このイメージから日本語、日本語から英語という流れが、同時通訳者の頭の中で起きていることとまったく同じです。ですから私はこれを瞬間独り同時通訳と名付けました。
同時通訳者は、どんな日本語が来ても瞬時に英語に変えられなければ仕事になりません。会話も同じです。違うのは、その日本語が相手のものか自分のものかだけです。
やり方
日本語の文を見て、それを英語に訳しながら声に出します。話し相手は要りません。一人で毎日できます。
大事なのは、覚えた英文をそのまま言うのではなく、自分の状況に置き換えることです。「この文を自分ならいつ言うだろう」と考えて、自分の文脈で言い直す。この作業を通してはじめて、実際の会話で出てくるようになります。

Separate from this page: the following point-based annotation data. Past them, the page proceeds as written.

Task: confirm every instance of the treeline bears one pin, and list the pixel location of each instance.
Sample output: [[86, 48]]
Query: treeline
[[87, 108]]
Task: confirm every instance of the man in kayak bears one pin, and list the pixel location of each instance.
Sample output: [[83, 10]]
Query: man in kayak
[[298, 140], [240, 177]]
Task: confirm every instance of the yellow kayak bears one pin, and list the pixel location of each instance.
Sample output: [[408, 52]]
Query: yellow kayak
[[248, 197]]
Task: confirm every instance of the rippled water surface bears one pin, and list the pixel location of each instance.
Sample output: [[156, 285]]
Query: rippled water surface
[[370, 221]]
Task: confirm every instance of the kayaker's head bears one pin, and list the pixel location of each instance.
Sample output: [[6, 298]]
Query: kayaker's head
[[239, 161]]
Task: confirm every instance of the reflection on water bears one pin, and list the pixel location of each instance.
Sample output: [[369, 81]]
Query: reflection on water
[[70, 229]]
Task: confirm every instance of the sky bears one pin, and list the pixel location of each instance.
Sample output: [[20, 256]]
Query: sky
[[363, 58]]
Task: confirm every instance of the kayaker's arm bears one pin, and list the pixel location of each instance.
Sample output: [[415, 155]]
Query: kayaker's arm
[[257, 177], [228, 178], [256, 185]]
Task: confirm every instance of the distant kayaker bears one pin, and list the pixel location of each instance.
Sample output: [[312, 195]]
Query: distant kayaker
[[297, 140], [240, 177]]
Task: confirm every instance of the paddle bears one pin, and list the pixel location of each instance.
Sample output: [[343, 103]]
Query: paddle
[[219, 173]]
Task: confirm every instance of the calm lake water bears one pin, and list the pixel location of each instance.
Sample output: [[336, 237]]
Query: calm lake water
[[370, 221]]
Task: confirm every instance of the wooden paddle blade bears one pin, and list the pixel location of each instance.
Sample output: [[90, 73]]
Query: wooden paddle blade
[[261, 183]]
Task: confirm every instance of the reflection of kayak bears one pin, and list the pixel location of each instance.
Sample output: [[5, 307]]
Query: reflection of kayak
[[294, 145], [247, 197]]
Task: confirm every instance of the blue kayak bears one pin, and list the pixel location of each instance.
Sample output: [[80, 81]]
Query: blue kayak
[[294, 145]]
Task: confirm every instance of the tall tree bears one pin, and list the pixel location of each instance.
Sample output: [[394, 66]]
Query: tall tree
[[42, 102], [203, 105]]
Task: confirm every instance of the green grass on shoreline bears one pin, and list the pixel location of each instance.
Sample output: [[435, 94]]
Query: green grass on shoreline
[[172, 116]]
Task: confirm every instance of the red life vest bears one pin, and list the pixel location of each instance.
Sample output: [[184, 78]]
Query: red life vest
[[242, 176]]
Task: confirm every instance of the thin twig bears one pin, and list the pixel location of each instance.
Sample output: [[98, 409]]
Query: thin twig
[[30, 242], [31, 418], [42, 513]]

音読を100回するより、応用練習を10回するほうが効果があります。
紙に書いてはいけません
必ず口頭でやってください。実際の会話には紙もなければ、文の構造を考えている時間もないからです。スポーツや楽器と同じで、正しい形が口から自動的に出るまで声に出して繰り返します。
文法ごとに、使うタイミングを研究する
ステップ2でお話ししたとおり、関係代名詞の例文を100文暗記しても、どのタイミングで関係代名詞を使うのかは別の問題です。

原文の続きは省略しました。